British-owned electronics retail shop Currys has banned customers from submitting second-hand electronic sex toys for the company’s e-waste recycling scheme, but says it is “working hard” to be able to accept them in the future.
Currys, which sells electronics in the UK and Ireland in physical stores and online, runs an electronics recycling initiative called Cash for Trash. The scheme rewards customers handing over old tech devices with store credit, usually to the value of £5 per item submitted.
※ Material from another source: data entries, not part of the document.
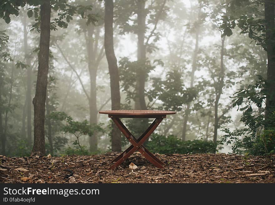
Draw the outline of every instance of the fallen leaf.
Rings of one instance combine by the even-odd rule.
[[[69,178],[69,183],[75,183],[75,178],[73,177]]]
[[[33,178],[35,176],[35,174],[29,174],[29,177],[31,178]]]
[[[138,166],[132,162],[131,162],[131,164],[129,164],[129,168],[131,169],[135,169],[138,168]]]
[[[245,175],[246,177],[255,177],[258,176],[264,176],[266,175],[266,173],[256,173],[256,174],[246,174]]]
[[[23,167],[19,167],[19,168],[17,168],[14,169],[14,170],[16,171],[20,171],[21,172],[28,172],[29,170],[28,169],[26,169],[25,168],[23,168]]]
[[[88,176],[90,176],[90,175],[92,174],[92,171],[91,172],[89,172],[89,173],[87,173],[87,175],[88,175]]]
[[[21,178],[21,180],[23,182],[26,182],[28,180],[30,179],[30,178],[29,178],[28,177],[26,177]]]

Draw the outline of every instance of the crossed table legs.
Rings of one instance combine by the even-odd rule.
[[[137,139],[131,134],[119,118],[112,116],[112,119],[132,145],[112,161],[112,162],[115,163],[109,169],[115,169],[137,150],[156,167],[158,168],[163,168],[162,165],[164,165],[164,163],[157,158],[142,145],[146,139],[153,133],[162,121],[163,117],[162,117],[162,118],[156,118],[146,130]]]

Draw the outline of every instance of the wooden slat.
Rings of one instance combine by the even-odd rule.
[[[138,115],[149,116],[165,115],[174,115],[176,112],[167,110],[101,110],[98,112],[100,114],[112,115],[131,115],[132,116]]]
Since launching in March 2022, over 46,500 tonnes of e-waste has reportedly been recycled through Cash for Trash.
The company recently banned sex toys from being submitted to Cash for Trash, after suggesting that some customers had been attempting to voucher-up with their unwanted sextech devices.
However, when announcing the ban, Currys suggested that it was working on a way to accept sex toys into the scheme in the future.
A Currys spokesperson told CoventryLive: “From electric neon signs and caravan porta-loos to typewriters and Betamax players, almost anything you can think of can be recycled by our specialists, but please hang onto your sex toys a little while longer!”
Guidelines on Currys’ Cash for Trash web page now state: “Please don’t bring in any sensitive or unhygienic items. Or our colleagues may blush.”
With awareness of sustainability issues rising quickly among the public in recent years, the environmental effects of sex toy products has become more discussed in the sextech industry. In 2021 the US website Squeaky Clean Toys was launched, offering a marketplace to trade (thoroughly cleaned and scrubbed) secondhand sex toys.
“Over half of the population owns sex toys, can you imagine the mountain of these that aren’t being used? We’re only doing a tiny thing here. But when you feel you could do something, why not?” one of the site’s owners told Motherboard.